Em português, já existe um grande acervo de livros sobre a Antroposofia, a Pedagogia Waldorf e outras áreas das atividades humanas que a Antroposofia abrange, tanto de autoria de Rudolf Steiner quanto de outros autores, publicados por algumas editoras especializadas.

Bibliografia

  1. Dados de 2022, da Friends of Waldorf Education – https://www.freunde-waldorf.de/en/
  2. Muitas escolas começam com a educação infantil e vão crescendo ano a ano, conforme a demanda da comunidade e as condições estruturais.
  3. Informações fornecidas pela FEWB – Federação das Escolas Waldorf do Brasil, em outubro de 2023.

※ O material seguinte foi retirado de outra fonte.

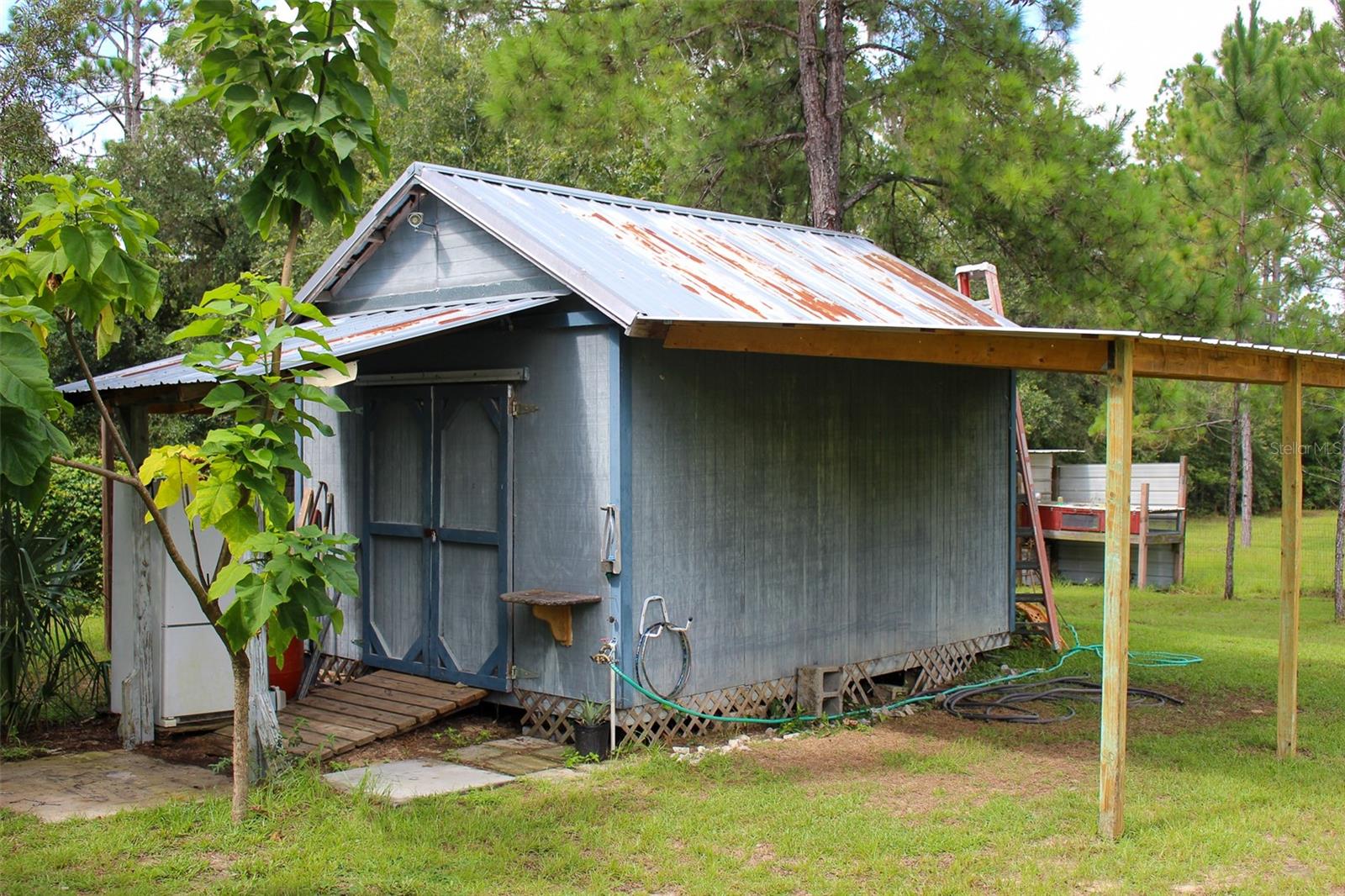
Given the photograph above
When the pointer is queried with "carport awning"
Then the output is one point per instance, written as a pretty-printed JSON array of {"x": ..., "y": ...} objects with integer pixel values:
[
  {"x": 349, "y": 335},
  {"x": 1084, "y": 351}
]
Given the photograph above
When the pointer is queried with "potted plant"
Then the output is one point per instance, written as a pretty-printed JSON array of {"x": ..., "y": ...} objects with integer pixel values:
[{"x": 591, "y": 730}]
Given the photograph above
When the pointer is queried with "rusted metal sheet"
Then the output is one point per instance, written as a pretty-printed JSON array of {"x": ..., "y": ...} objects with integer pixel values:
[
  {"x": 638, "y": 259},
  {"x": 349, "y": 336}
]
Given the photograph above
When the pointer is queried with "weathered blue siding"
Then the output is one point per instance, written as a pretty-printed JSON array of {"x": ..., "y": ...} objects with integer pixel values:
[
  {"x": 447, "y": 259},
  {"x": 809, "y": 510},
  {"x": 562, "y": 456}
]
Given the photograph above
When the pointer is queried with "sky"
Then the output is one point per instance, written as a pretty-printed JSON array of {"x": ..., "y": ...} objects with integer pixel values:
[
  {"x": 1142, "y": 40},
  {"x": 1137, "y": 40}
]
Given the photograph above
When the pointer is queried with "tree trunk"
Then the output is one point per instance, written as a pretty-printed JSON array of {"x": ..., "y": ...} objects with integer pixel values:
[
  {"x": 262, "y": 728},
  {"x": 1235, "y": 444},
  {"x": 1340, "y": 539},
  {"x": 824, "y": 103},
  {"x": 242, "y": 762},
  {"x": 134, "y": 77},
  {"x": 1244, "y": 427}
]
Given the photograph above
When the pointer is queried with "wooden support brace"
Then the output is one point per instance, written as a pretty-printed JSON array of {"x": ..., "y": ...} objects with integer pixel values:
[
  {"x": 560, "y": 619},
  {"x": 1116, "y": 626},
  {"x": 1142, "y": 573},
  {"x": 1290, "y": 560}
]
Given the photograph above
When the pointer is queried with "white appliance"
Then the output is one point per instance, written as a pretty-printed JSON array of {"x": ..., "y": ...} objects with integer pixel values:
[{"x": 193, "y": 676}]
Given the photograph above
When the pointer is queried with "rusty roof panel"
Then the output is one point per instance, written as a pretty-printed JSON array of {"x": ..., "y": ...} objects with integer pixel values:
[
  {"x": 350, "y": 335},
  {"x": 638, "y": 259}
]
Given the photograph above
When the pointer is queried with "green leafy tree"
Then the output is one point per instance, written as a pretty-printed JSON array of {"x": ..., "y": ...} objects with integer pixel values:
[
  {"x": 946, "y": 131},
  {"x": 1223, "y": 152},
  {"x": 298, "y": 96},
  {"x": 78, "y": 264}
]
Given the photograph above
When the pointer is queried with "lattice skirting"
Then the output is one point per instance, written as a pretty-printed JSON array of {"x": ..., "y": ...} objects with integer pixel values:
[{"x": 551, "y": 716}]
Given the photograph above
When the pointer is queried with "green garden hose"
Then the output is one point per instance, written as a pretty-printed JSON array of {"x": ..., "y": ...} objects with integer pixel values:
[{"x": 1143, "y": 658}]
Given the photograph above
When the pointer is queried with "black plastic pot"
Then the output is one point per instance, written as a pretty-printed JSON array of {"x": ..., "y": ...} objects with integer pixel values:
[{"x": 592, "y": 739}]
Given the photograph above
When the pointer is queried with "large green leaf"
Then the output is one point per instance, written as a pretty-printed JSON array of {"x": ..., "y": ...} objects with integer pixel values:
[{"x": 24, "y": 377}]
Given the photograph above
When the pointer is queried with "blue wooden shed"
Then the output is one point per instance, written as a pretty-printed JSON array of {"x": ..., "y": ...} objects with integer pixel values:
[{"x": 526, "y": 423}]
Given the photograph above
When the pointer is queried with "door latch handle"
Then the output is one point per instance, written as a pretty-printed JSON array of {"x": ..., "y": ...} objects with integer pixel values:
[{"x": 611, "y": 562}]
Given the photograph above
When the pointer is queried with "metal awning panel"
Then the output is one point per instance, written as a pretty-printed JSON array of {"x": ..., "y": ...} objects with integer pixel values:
[{"x": 350, "y": 336}]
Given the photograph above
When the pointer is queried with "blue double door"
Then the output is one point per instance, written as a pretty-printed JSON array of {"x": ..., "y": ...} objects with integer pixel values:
[{"x": 436, "y": 541}]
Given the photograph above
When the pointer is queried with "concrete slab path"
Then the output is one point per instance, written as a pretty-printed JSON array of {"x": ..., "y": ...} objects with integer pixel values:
[
  {"x": 100, "y": 783},
  {"x": 410, "y": 777}
]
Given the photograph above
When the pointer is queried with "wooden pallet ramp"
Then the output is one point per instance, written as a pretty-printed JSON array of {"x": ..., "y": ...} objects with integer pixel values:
[{"x": 335, "y": 719}]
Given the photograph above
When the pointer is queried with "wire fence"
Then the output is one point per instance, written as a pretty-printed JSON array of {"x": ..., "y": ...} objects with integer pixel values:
[{"x": 1257, "y": 566}]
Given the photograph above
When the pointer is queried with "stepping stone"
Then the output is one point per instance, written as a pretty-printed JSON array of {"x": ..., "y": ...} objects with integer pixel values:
[
  {"x": 100, "y": 783},
  {"x": 521, "y": 744},
  {"x": 410, "y": 777},
  {"x": 477, "y": 752},
  {"x": 520, "y": 763}
]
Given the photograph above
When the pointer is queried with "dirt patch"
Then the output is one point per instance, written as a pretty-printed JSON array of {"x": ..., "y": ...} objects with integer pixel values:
[{"x": 96, "y": 734}]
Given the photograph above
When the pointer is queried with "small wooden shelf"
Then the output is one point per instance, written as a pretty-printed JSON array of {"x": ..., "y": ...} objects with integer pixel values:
[{"x": 551, "y": 607}]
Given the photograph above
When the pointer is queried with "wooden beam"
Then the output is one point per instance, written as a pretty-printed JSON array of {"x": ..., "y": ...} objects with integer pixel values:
[
  {"x": 1019, "y": 350},
  {"x": 1322, "y": 372},
  {"x": 1116, "y": 614},
  {"x": 1180, "y": 561},
  {"x": 1142, "y": 573},
  {"x": 1219, "y": 363},
  {"x": 108, "y": 456},
  {"x": 936, "y": 346},
  {"x": 1290, "y": 559}
]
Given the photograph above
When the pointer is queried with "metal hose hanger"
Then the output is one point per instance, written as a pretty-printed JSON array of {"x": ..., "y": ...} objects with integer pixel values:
[{"x": 649, "y": 634}]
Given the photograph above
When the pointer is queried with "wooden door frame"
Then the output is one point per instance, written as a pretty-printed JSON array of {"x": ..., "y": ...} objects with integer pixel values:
[
  {"x": 495, "y": 398},
  {"x": 430, "y": 656}
]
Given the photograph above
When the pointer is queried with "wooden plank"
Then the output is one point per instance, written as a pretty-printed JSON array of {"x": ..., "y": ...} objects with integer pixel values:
[
  {"x": 1219, "y": 363},
  {"x": 349, "y": 723},
  {"x": 1142, "y": 573},
  {"x": 1290, "y": 561},
  {"x": 340, "y": 730},
  {"x": 401, "y": 721},
  {"x": 424, "y": 687},
  {"x": 1180, "y": 562},
  {"x": 434, "y": 704},
  {"x": 1116, "y": 618},
  {"x": 542, "y": 596},
  {"x": 377, "y": 701},
  {"x": 1321, "y": 372},
  {"x": 108, "y": 456},
  {"x": 315, "y": 735},
  {"x": 1158, "y": 358},
  {"x": 935, "y": 346}
]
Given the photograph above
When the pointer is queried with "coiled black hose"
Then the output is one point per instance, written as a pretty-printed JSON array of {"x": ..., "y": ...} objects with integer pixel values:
[
  {"x": 1010, "y": 701},
  {"x": 642, "y": 674}
]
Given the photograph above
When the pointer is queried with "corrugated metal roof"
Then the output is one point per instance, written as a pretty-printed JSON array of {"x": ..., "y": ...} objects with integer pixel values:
[
  {"x": 651, "y": 324},
  {"x": 636, "y": 259},
  {"x": 350, "y": 335}
]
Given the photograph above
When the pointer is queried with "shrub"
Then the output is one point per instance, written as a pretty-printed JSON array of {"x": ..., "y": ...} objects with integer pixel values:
[
  {"x": 74, "y": 509},
  {"x": 47, "y": 672}
]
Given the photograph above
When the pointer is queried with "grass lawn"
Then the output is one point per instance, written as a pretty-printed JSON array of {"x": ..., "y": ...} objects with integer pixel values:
[
  {"x": 1257, "y": 567},
  {"x": 925, "y": 804}
]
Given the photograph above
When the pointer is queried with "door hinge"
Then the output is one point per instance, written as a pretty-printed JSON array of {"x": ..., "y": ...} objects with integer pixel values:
[
  {"x": 518, "y": 672},
  {"x": 517, "y": 408}
]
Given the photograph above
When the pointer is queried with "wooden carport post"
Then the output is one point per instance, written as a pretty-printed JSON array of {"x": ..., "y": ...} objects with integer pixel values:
[
  {"x": 1116, "y": 609},
  {"x": 1290, "y": 559}
]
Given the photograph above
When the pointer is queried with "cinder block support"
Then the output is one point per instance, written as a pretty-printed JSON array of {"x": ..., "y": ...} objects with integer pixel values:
[
  {"x": 1116, "y": 615},
  {"x": 820, "y": 690},
  {"x": 1290, "y": 560}
]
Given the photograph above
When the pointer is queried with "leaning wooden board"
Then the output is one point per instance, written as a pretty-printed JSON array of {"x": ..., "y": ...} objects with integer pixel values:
[{"x": 335, "y": 719}]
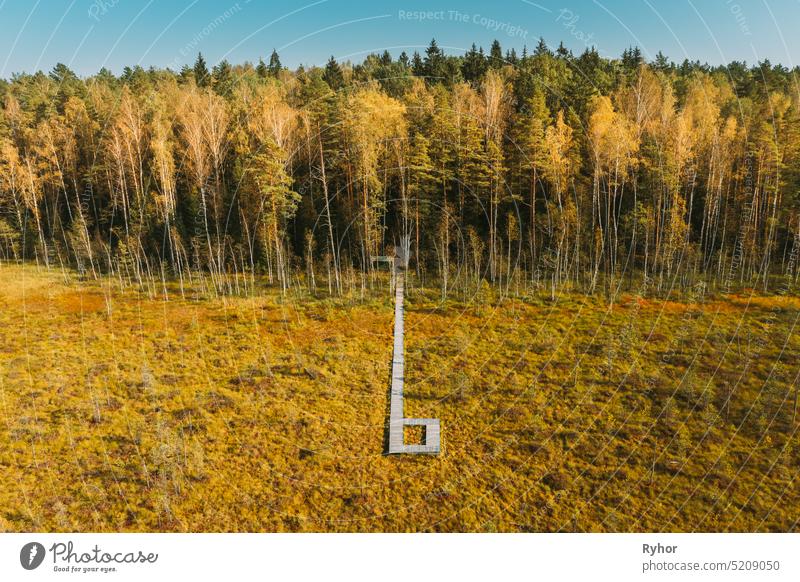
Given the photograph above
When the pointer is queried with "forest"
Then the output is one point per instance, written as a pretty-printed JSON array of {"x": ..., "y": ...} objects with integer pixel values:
[
  {"x": 544, "y": 169},
  {"x": 600, "y": 305}
]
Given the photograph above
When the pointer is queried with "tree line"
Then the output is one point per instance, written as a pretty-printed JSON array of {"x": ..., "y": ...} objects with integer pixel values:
[{"x": 542, "y": 169}]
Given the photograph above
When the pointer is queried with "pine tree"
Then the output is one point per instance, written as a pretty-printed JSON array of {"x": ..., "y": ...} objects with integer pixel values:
[
  {"x": 333, "y": 74},
  {"x": 274, "y": 66},
  {"x": 201, "y": 75}
]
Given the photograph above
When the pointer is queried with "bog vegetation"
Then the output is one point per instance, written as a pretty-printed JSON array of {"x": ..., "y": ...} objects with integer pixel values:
[
  {"x": 267, "y": 412},
  {"x": 601, "y": 301}
]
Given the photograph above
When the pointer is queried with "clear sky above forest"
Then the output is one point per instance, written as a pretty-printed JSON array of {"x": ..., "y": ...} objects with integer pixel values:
[{"x": 90, "y": 34}]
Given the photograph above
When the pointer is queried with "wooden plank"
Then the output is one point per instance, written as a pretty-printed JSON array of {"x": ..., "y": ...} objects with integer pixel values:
[{"x": 397, "y": 422}]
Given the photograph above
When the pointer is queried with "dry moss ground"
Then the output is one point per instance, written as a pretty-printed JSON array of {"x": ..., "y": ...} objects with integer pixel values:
[{"x": 120, "y": 412}]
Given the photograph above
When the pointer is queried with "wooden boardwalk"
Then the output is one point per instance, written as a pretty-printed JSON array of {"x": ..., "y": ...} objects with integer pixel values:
[{"x": 397, "y": 422}]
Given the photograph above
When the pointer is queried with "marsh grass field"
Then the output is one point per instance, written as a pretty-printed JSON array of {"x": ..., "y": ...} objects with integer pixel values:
[{"x": 121, "y": 410}]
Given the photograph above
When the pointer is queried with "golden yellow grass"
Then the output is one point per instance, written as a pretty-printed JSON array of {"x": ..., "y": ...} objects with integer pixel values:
[{"x": 122, "y": 412}]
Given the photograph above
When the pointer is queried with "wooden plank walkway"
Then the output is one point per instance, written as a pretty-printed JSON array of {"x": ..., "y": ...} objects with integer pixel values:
[{"x": 397, "y": 422}]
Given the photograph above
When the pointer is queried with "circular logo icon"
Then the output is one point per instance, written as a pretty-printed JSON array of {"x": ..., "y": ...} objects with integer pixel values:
[{"x": 31, "y": 555}]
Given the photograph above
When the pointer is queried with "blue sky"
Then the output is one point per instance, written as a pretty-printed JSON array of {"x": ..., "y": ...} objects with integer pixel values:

  4. STEINER, Rudolf. A Cultura atual e a Educação Waldorf, 2014 – p 15
  5. Aliança pela Infância – http://aliancapelainfancia.org.br/
  6. Pedagogia de Emergência – http://pedagogiadeemergencia.org
  7. RUF, Bernd. Destroços e Traumas – embasamentos antroposóficos para intervenções com a Pedagogia de Emergência, 2018, pg 132
  8. Associação Amigos da Educação Waldorf – https://www.freunde-waldorf.de/en/
  9. SETZER, Waldemar. Comentários sobre o capítulo “Rudolf Steiner” do livro 50 Grandes Educadores, 2008.